Big changes at home affairs
2009-10-09 19:27
Johannesburg - Home Affairs Minister Nkosazana Dlamini-Zuma said her department plans to change a number of its processes to turn around service delivery and to increase security.
"We have no choice to turn around as quickly and effectively as possible," Dlamini-Zuma, who had come from a funeral, told a meeting of Business Unity SA (Busa) in Sandton, Johannesburg on Friday afternoon.
"We can only do that with the help and partnerships with stakeholders," she said.
"We should be working together with business to create a better balance. We should be able to help every bank to know who the person in front of them is," she said, explaining that banks should be able to trust that identity documents are genuine.
Permit system
She also said South Africa should be looking at its permit system for students and foreign workers.
"We have to create an environment where scarce skills can come into South Africa easily and contribute to the economy."
There was no reason why foreign students, business people and people with scarce skills should not be able to get their work permits in their country of residence.
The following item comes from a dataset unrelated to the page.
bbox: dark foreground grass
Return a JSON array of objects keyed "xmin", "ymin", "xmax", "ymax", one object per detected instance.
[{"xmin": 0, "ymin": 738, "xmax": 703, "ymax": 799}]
She also said the department was looking at extending the working permits of people with scarce skills to five years.
"If I was a scarce skill I would want to know that if I go to a country I'll be able to get a permit that will last me for five years and not to have to chase the permit every year," she said.
Asylum seekers
Dlamini-Zuma said the department of home affairs would address the issue of economic immigrants coming to South Africa for work, but applying for asylum.
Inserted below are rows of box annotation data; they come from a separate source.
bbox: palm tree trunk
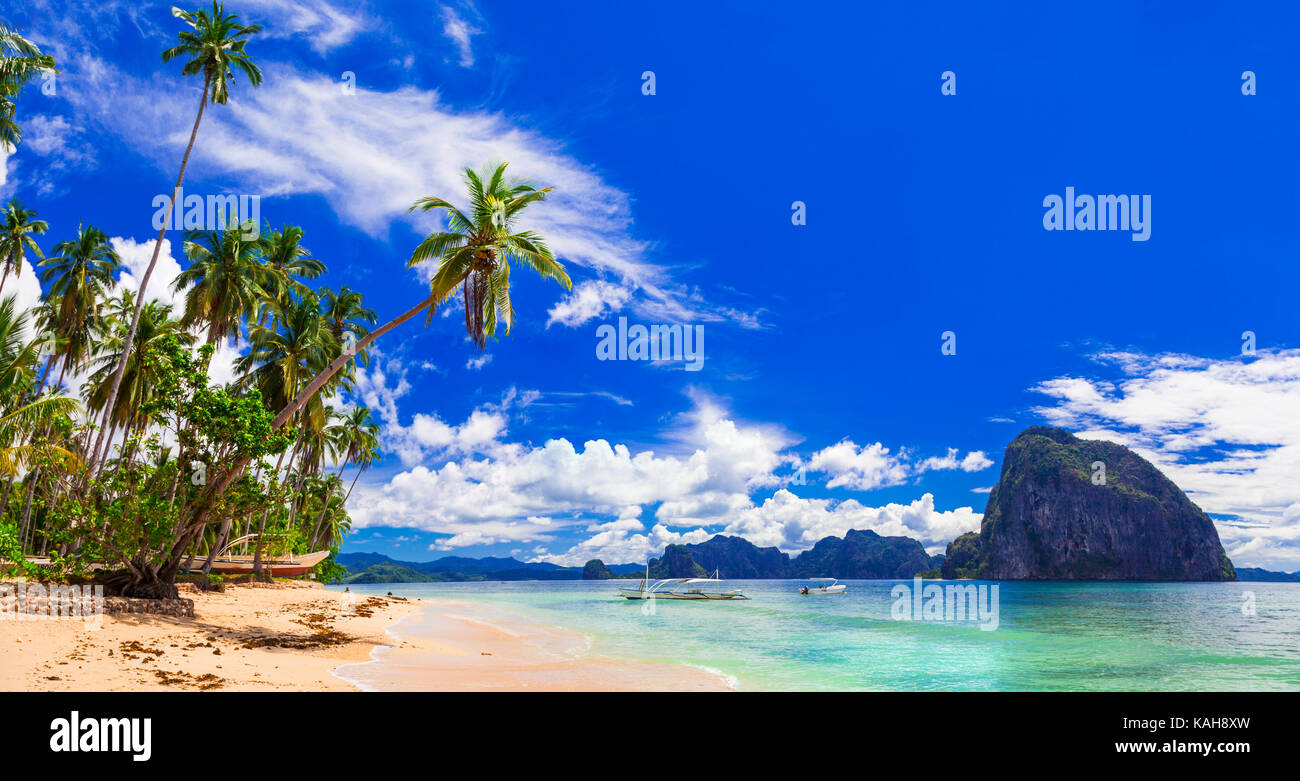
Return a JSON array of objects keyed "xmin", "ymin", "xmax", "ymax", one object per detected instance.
[
  {"xmin": 270, "ymin": 295, "xmax": 437, "ymax": 429},
  {"xmin": 252, "ymin": 433, "xmax": 303, "ymax": 574},
  {"xmin": 163, "ymin": 295, "xmax": 437, "ymax": 572},
  {"xmin": 18, "ymin": 467, "xmax": 40, "ymax": 548},
  {"xmin": 308, "ymin": 454, "xmax": 351, "ymax": 552},
  {"xmin": 86, "ymin": 77, "xmax": 212, "ymax": 480},
  {"xmin": 0, "ymin": 474, "xmax": 17, "ymax": 524},
  {"xmin": 343, "ymin": 467, "xmax": 365, "ymax": 504}
]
"That route has become ridiculous. Last year for instance we had over 100 000 people seeking asylum but only 10 000 qualified," she said.
The people who did not qualify were not asylum seekers, but only wanted to come to "greener pastures".
Dlamini-Zuma said the department is looking at changing the birth certificate to include more information as the current one is too easy to forge.
"We will be including the name of the mother in the unabridged birth certificate. There is no mother that gives birth in her absence," she said.
Single visa for SADC
The department was working with the Southern African Development Community (SADC) to create a system of free movement for SADC members, as well as a single visa - or 'univisa'.
"That is ideal. We should have free movement of people, goods, capital within SADC and South Africa is for that," she said, adding that all SADC countries needed to know their population for that to work.
There was pressure to issue a 'univisa' for SADC for the 2010 Fifa World Cup.